Tay urged the government to clarify how it arrived at the seven-year figure, suggesting the rationale could be explained during the Bill’s second reading when the responsible minister is expected to provide a detailed justification.

From a governance standpoint, Tay said a shorter term would be preferable, allowing sufficient time to assess the PP’s performance before considering an extension.

“Personally, I don’t see why it should stretch beyond five years – the maximum lifespan of a parliament and also the standard term of a Yang di-Pertuan Agong, who is, after all, the supreme head of the federation – at one go.”

While supporting provisions for renewal, Tay recommended setting limits.

“Yes, there should be provision for renewal, but there should be a cap – two terms (or 10 years, as is being proposed for the position of prime minister) would perhaps be an ideal ballpark figure.”

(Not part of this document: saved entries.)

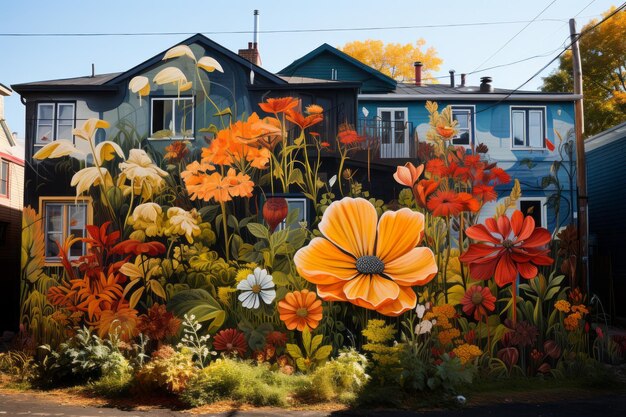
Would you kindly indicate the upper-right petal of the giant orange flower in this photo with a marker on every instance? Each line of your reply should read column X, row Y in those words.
column 398, row 233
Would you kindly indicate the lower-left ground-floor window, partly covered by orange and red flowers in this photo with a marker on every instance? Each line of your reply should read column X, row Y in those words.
column 62, row 219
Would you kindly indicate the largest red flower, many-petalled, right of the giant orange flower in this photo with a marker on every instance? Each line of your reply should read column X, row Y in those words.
column 510, row 247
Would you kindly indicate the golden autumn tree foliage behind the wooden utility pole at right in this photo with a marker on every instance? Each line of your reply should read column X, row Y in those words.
column 603, row 58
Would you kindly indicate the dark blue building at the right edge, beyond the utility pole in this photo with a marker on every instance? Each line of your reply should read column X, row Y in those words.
column 606, row 178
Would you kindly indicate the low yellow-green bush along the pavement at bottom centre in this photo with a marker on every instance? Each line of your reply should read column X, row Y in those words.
column 227, row 379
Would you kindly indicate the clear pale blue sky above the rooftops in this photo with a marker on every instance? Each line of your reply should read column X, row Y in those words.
column 26, row 59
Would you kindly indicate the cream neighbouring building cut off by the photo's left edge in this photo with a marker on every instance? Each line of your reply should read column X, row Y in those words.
column 11, row 199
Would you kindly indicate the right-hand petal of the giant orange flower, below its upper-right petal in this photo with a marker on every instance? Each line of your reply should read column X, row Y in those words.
column 414, row 268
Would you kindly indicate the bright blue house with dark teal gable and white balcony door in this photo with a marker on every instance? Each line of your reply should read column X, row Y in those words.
column 518, row 127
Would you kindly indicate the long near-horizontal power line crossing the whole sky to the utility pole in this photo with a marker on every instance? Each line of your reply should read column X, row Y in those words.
column 273, row 31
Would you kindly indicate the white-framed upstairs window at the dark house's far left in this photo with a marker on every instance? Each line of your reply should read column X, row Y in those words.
column 54, row 121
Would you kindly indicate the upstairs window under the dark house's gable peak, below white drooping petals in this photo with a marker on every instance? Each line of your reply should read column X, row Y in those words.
column 172, row 117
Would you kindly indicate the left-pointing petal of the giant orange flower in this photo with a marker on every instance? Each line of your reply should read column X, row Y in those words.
column 321, row 262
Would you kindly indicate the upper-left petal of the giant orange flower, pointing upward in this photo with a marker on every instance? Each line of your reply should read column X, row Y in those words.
column 350, row 223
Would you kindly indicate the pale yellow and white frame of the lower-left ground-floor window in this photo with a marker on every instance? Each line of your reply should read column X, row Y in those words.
column 65, row 203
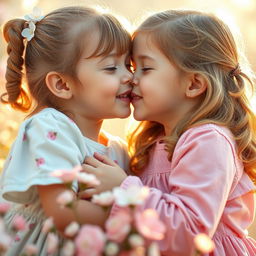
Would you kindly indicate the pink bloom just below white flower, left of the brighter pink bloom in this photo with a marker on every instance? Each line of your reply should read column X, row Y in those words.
column 118, row 226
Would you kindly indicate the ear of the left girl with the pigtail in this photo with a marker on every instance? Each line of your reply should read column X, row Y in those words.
column 58, row 85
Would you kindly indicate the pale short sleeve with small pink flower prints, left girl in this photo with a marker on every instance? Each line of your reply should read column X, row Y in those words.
column 46, row 142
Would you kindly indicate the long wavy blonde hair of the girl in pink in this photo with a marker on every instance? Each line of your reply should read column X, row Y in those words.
column 200, row 43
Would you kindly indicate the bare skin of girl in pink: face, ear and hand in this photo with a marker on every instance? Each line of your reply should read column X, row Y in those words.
column 161, row 93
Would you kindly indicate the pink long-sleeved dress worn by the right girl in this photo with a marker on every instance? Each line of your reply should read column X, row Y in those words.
column 203, row 189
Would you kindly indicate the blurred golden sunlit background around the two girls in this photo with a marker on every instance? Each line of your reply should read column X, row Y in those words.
column 238, row 14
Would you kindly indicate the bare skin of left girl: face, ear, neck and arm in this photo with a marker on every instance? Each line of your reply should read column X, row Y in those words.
column 92, row 97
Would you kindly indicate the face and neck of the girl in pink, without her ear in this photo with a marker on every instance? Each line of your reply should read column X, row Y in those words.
column 160, row 84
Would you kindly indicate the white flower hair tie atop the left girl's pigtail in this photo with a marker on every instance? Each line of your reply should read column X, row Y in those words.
column 32, row 19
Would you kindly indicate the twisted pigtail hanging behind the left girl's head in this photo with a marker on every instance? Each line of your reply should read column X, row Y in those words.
column 16, row 95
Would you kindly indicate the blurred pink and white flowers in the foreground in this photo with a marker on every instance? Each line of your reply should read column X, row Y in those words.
column 131, row 232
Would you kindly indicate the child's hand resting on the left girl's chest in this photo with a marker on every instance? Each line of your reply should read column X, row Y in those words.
column 106, row 171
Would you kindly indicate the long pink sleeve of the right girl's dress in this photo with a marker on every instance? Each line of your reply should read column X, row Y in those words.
column 203, row 170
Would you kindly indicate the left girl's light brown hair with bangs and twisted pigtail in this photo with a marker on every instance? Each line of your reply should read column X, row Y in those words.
column 57, row 46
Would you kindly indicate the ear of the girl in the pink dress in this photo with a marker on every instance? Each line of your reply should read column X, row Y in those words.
column 197, row 86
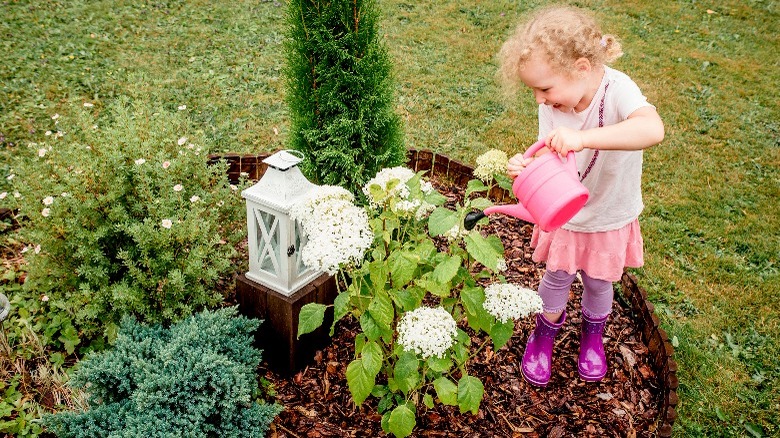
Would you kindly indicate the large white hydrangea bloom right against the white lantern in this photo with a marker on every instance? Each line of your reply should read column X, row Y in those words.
column 338, row 231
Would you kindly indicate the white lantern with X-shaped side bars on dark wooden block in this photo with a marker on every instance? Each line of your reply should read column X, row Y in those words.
column 275, row 241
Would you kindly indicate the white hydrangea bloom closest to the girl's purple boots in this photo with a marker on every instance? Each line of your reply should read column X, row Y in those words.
column 510, row 301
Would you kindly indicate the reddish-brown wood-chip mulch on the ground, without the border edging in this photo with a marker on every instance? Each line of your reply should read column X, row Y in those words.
column 625, row 403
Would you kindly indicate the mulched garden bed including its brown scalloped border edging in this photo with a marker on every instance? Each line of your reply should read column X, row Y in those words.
column 637, row 398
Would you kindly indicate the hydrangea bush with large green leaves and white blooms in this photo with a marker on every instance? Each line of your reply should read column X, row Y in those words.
column 408, row 295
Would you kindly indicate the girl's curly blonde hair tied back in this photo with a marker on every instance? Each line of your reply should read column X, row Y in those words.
column 562, row 34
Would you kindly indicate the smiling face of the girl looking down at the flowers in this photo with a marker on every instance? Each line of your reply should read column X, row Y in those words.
column 563, row 92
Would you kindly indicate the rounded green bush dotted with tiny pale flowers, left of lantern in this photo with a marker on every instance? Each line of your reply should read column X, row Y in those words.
column 123, row 216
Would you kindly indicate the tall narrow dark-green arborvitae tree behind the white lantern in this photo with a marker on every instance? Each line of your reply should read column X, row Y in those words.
column 340, row 92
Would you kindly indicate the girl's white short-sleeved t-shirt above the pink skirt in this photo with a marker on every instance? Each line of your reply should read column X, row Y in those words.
column 615, row 180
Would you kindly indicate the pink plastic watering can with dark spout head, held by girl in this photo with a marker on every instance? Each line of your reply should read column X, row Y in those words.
column 549, row 191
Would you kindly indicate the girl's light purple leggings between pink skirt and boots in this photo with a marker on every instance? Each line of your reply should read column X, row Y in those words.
column 596, row 299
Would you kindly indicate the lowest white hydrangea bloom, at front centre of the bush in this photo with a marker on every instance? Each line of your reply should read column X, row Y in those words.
column 427, row 331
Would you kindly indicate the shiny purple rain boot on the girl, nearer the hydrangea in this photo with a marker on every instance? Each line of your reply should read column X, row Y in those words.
column 537, row 359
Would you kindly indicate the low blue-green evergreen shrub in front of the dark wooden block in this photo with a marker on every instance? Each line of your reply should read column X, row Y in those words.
column 194, row 379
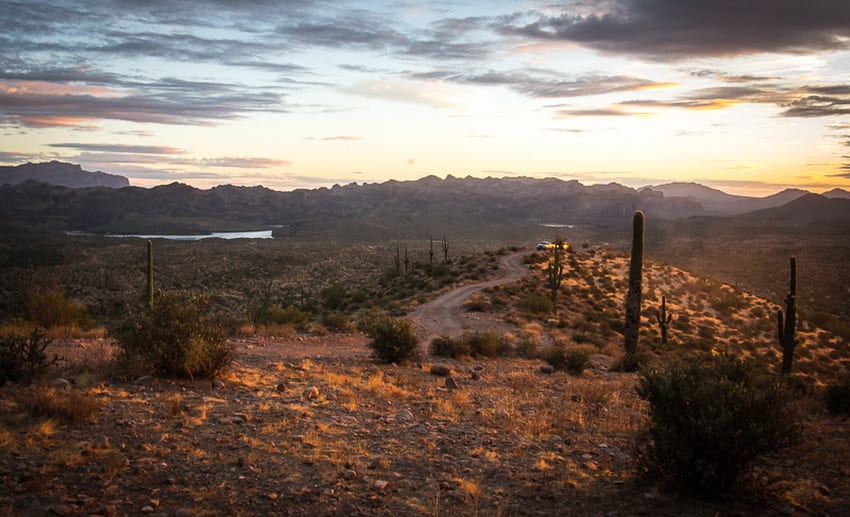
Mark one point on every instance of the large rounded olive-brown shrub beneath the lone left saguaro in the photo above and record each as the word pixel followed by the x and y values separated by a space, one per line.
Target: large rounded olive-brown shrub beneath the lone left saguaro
pixel 174 338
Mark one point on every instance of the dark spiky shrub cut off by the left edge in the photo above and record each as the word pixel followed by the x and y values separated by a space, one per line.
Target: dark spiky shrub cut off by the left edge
pixel 24 357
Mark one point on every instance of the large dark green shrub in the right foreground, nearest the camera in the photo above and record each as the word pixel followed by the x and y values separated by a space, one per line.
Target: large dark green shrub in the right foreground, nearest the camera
pixel 709 419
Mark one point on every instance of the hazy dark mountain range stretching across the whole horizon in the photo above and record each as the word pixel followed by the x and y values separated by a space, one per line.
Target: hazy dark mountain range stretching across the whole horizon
pixel 46 201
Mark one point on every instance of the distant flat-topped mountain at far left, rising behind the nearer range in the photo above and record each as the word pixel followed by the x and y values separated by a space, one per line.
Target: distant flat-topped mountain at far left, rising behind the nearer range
pixel 61 174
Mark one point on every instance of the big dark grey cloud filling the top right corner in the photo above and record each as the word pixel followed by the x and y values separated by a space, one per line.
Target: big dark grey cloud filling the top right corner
pixel 682 29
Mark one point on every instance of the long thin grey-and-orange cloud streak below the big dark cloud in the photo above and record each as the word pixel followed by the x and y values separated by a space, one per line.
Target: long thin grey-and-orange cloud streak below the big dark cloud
pixel 544 84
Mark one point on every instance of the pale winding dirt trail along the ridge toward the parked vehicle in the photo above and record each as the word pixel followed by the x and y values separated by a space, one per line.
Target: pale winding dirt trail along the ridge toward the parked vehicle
pixel 442 315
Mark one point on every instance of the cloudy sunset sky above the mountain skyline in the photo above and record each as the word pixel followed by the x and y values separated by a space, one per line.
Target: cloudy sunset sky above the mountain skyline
pixel 747 96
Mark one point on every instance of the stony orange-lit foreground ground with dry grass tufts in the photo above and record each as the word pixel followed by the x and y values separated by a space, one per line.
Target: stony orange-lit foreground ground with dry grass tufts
pixel 316 427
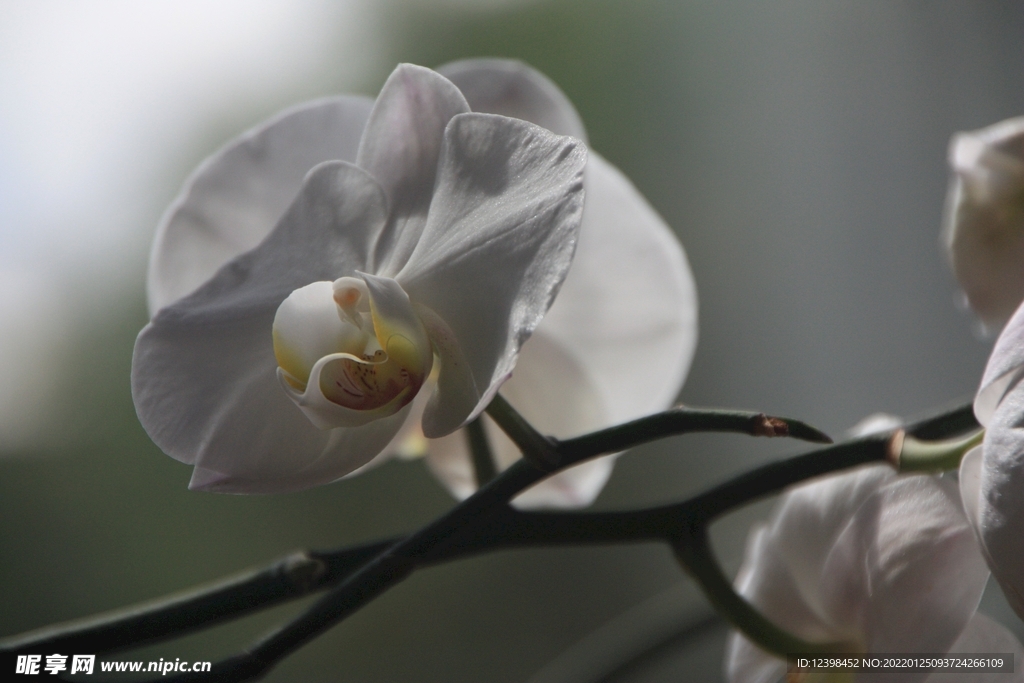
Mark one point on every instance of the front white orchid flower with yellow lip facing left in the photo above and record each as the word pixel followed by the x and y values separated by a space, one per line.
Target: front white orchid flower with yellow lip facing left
pixel 300 305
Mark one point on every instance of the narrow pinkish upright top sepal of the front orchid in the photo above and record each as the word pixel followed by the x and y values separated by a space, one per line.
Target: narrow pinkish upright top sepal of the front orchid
pixel 401 149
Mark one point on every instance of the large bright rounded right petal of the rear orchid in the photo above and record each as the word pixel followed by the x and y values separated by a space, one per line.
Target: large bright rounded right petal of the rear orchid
pixel 628 310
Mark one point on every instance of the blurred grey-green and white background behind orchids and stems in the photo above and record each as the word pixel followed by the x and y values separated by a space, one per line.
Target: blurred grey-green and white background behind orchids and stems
pixel 798 149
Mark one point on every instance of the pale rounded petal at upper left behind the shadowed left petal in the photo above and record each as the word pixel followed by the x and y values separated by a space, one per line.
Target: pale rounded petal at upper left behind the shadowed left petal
pixel 236 197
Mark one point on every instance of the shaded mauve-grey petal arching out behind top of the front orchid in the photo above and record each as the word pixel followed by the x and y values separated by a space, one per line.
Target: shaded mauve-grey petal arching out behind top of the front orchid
pixel 511 89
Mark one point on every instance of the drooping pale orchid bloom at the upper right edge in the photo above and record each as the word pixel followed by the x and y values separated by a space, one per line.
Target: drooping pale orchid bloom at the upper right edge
pixel 985 219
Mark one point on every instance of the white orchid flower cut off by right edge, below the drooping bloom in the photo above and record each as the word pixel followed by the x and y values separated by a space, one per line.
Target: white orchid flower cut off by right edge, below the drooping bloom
pixel 993 475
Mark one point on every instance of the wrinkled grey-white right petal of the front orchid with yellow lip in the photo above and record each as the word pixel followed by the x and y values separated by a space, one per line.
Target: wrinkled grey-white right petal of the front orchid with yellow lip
pixel 499 239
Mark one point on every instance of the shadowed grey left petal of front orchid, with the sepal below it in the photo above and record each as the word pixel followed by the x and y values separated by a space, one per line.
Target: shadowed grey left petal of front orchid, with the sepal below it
pixel 204 371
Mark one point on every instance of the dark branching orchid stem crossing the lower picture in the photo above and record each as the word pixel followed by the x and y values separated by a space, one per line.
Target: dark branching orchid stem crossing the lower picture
pixel 484 523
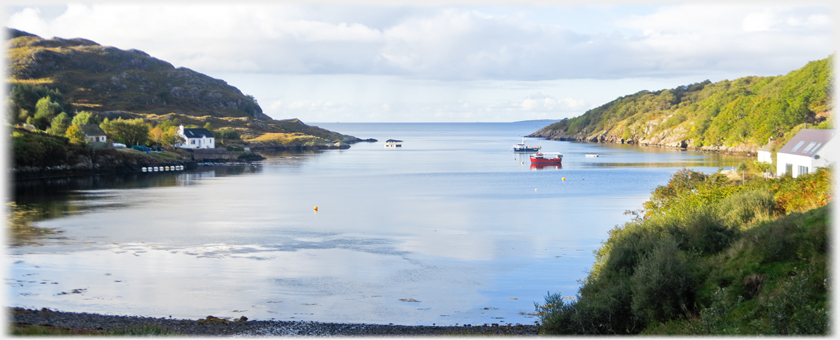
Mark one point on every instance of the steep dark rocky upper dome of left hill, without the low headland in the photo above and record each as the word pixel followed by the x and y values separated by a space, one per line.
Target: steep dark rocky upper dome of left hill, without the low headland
pixel 101 79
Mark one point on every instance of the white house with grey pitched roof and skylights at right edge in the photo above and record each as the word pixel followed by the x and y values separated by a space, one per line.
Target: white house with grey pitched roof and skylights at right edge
pixel 808 150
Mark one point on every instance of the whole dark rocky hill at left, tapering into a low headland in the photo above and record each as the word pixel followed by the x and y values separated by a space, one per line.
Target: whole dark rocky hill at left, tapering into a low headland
pixel 82 75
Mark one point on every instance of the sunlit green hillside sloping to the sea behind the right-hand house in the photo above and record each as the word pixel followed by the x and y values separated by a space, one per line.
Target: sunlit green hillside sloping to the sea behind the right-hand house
pixel 738 115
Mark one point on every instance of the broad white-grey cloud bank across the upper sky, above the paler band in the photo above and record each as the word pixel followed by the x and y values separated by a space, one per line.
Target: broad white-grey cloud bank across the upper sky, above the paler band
pixel 452 43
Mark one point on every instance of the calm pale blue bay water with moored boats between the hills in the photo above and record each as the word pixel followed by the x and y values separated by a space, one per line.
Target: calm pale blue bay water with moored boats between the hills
pixel 453 228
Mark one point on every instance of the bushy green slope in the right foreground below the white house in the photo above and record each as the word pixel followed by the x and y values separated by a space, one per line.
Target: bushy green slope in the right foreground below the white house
pixel 710 256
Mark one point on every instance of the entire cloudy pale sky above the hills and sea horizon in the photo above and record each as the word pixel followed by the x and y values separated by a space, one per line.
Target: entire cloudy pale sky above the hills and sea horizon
pixel 490 61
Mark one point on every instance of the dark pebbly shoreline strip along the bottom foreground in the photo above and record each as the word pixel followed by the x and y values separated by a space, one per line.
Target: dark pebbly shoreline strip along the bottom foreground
pixel 212 326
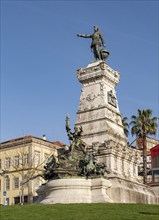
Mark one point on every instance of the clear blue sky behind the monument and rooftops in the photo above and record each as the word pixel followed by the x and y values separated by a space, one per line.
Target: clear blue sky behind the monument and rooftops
pixel 40 54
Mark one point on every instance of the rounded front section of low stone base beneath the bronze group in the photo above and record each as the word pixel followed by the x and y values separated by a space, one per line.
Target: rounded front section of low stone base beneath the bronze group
pixel 74 190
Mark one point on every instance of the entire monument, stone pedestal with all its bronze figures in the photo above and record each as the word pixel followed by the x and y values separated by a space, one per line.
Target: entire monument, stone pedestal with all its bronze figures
pixel 98 166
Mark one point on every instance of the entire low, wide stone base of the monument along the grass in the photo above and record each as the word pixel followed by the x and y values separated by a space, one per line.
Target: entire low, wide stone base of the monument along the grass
pixel 98 190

Despite these reservations, Tay described the Bill as “a good start”, highlighting that it introduces job security and pay protection for the PP, while reducing the prime minister’s influence over appointments by involving the Yang di-Pertuan Agong, the Conference of Rulers, and the Judicial and Legal Service Commission (JLSC).

“It is not apparent that the reformed JLSC, which would now include at least two senior judges and a member appointed by the Agong in his discretion, would be necessarily subservient to the executive branch,” he said.

Tay also voiced concerns over a clause in the proposed Article 145B granting the PP the authority to decide which courts handle criminal cases – a power previously held by the attorney-general.

He explained that the Supreme Court, in 1987, had originally classified this authority as judicial, meaning it should be exercised by the courts themselves.

A 1988 constitutional amendment, however, transferred the power to the attorney-general.

“With the current amendments to Article 145, the power should now be returned to the courts to maintain a proper separation of powers,” Tay said.

As an additional safeguard, he proposed a reporting mechanism.

“It would be good if there is a requirement for the PP to periodically report to Parliament on their work and be scrutinised,” he said, stressing that such scrutiny differs from Parliament controlling appointments or removals.

“If the PP’s work is reported to and examined by Parliament, it would create a public forum for accountability.

“Political pressure on the JLSC could result if anything improper is revealed, but this differs from Parliament directly controlling the office.”